I am officially starting my 48 cycle of ttc. How lovely. I really thought I'd wallow in my sorrow for much longer, and planned on using it for all it was worth. Unfortunately, my plan failed. For some unknown reason, I woke up on cd1 in a good mood. I stayed with me throughout the day. WTH?
I will definitely not be as optimistic as I was before I started the IUI process. Besides writing about it here, I probably won't talk about it much. The whole hope thing is a pisser. I mean, without it, I probably wouldn't still be trying after 47 cycles. But, with it, I've been upset 47 times. I just have to remember that every cycle that doesn't result in a pregnancy is just one more closer to my BFP. (There goes that damn' hope thing again.)

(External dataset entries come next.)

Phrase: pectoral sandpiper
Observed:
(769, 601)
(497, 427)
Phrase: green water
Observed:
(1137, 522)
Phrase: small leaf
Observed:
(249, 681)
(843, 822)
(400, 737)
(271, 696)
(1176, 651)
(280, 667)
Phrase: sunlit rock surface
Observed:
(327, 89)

To keep my mind off of things, I decided to go back to work...okay, summer's done and I was forced to go back. Otherwise, the rugrats would be running around my room without supervision and that's a big no-no! It was my second day back today and things went really well. So far, the kids are great. Of course, like I said, it was the second day. I'm sure their true colors will start to come out soon. Luckily, we only have 70 kids this year. We had over 100 last year and that resulted in HUGE class sizes. It definitely has made my room cooler and less smelly after gym class. Don't get me wrong, they still stink, but it's only 16 bodies smelling like sweaty teenager funk as opposed to 30. Trust me, it makes an enormous difference!

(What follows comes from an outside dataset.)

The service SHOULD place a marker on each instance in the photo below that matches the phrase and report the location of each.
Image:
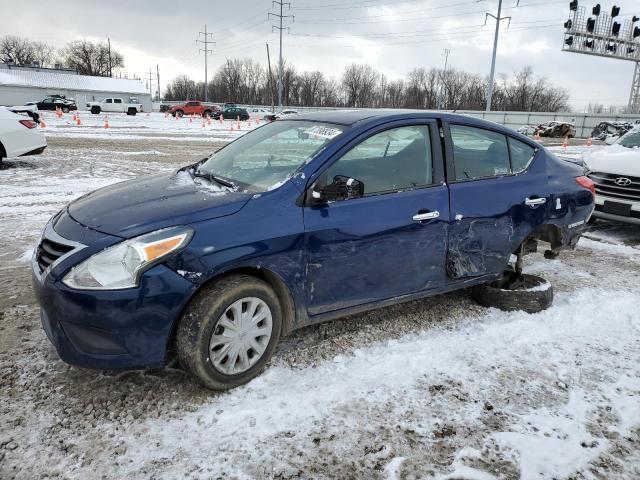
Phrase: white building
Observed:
(19, 85)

The normal teacher bitch fest has begun, as well. Seriously, if they hate their freaking job so much, find another. I usually stay out of these. These teachers seem so worn out and tired, so I figure they spend too much time bitching and not enough time doing their jobs. It would make me tired too. Don't get me wrong. I do my share of complaining. It's just not about my students. I like them, most of the time.
Maybe the reason I was in a good mood this morning is that I was actually going to a job that I enjoy. I mean, who wouldn't love to hang out with smelly, hormonal teenagers all day?!